What I found interesting

I helped with this work, so I'll note a few things that stood out to me.

Measuring the wrong thing almost led us astray. The mid version looked like progress: fewer branches! But total instructions went up, and the O(k) scaling was unchanged. If we had stopped at "fewer branches, ship it," we would have published a regression on instruction count that happened to be invisible in timing benchmarks. The branch predictor was hiding the problem.

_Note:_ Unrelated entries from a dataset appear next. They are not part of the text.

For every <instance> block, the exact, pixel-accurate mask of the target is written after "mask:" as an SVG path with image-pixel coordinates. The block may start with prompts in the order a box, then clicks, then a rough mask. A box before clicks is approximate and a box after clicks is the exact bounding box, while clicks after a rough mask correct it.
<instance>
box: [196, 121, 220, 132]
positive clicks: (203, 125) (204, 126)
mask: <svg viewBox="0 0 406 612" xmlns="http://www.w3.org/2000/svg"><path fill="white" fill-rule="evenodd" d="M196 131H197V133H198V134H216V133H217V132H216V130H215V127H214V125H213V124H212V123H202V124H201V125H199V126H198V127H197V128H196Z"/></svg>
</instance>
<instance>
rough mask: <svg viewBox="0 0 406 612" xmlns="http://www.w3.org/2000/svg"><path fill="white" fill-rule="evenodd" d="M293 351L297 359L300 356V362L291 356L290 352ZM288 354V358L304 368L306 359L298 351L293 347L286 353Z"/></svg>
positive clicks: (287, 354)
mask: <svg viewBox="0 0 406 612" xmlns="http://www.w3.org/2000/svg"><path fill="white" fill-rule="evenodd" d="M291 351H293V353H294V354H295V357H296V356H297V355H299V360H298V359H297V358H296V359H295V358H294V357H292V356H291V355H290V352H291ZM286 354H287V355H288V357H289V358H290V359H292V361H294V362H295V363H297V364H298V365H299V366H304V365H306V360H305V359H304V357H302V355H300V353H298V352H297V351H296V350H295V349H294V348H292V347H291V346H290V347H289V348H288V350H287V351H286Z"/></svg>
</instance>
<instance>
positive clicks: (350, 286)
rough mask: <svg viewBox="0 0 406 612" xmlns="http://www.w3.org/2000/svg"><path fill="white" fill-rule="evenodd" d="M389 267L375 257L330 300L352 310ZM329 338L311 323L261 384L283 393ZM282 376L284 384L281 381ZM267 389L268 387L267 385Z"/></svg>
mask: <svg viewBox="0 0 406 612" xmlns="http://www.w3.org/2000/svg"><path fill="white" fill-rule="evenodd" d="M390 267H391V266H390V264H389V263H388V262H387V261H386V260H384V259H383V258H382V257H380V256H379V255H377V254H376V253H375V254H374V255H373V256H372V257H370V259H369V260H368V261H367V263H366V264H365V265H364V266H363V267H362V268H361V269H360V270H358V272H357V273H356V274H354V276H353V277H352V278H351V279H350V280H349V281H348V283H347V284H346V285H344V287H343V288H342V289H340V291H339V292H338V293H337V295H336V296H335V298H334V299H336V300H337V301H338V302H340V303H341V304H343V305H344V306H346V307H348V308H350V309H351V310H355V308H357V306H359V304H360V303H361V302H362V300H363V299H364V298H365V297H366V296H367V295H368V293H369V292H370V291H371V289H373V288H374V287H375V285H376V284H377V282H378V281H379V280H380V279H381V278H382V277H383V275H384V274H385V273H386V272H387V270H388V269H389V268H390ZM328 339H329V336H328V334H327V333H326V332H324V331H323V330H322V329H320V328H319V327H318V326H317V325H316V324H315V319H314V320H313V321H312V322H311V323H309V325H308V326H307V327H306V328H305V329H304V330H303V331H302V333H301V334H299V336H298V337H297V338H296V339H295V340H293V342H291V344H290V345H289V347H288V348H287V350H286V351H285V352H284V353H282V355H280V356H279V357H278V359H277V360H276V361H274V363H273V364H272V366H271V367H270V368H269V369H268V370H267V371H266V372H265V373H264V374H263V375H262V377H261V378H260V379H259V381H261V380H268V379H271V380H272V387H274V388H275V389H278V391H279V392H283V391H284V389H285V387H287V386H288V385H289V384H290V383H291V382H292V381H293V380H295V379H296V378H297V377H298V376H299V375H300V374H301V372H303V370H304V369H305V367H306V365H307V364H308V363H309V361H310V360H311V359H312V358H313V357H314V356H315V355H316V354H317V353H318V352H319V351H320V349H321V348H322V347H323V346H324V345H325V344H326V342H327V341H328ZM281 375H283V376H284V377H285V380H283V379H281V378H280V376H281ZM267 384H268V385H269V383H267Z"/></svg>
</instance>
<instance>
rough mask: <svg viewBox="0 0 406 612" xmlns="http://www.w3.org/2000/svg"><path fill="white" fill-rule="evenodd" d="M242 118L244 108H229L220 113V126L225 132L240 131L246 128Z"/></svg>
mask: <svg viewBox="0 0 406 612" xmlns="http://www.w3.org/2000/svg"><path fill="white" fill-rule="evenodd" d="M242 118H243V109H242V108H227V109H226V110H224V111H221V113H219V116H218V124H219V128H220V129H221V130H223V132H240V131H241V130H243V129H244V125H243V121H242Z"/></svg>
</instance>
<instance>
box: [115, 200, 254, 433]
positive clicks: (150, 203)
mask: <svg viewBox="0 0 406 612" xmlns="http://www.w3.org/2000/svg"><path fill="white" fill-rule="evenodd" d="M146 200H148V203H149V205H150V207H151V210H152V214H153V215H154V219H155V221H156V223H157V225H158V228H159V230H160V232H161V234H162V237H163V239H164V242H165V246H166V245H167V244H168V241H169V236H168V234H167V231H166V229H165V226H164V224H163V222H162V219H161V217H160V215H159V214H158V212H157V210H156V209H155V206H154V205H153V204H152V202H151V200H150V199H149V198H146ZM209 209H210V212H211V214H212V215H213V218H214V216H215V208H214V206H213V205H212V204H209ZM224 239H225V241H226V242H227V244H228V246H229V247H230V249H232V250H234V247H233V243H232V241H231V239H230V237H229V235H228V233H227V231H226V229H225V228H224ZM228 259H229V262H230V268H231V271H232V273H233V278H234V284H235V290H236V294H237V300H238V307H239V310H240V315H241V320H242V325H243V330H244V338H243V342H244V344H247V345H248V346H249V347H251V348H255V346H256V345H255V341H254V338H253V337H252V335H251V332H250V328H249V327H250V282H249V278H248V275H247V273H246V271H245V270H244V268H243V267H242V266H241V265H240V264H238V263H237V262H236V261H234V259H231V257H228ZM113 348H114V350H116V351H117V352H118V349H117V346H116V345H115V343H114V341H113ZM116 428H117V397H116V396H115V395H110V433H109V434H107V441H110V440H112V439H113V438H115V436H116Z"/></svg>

The compiler's view of your code differs from yours. You know the data is well-formed. LLVM doesn't. Every unwrap() is a promise that could be broken, and LLVM must preserve the panic path. Making that promise structurally unbreakable — by using types and operations that cannot fail — is worth more than any amount of #[inline(always)] annotation.

Type information has velocity. The &[u64] to &[u8] to &[u64] round-trip is a type-level information loss that has a concrete cost in generated instructions. The data doesn't change — only the type system's knowledge of its alignment. Keeping that knowledge alive through the pipeline eliminated an entire class of runtime checks.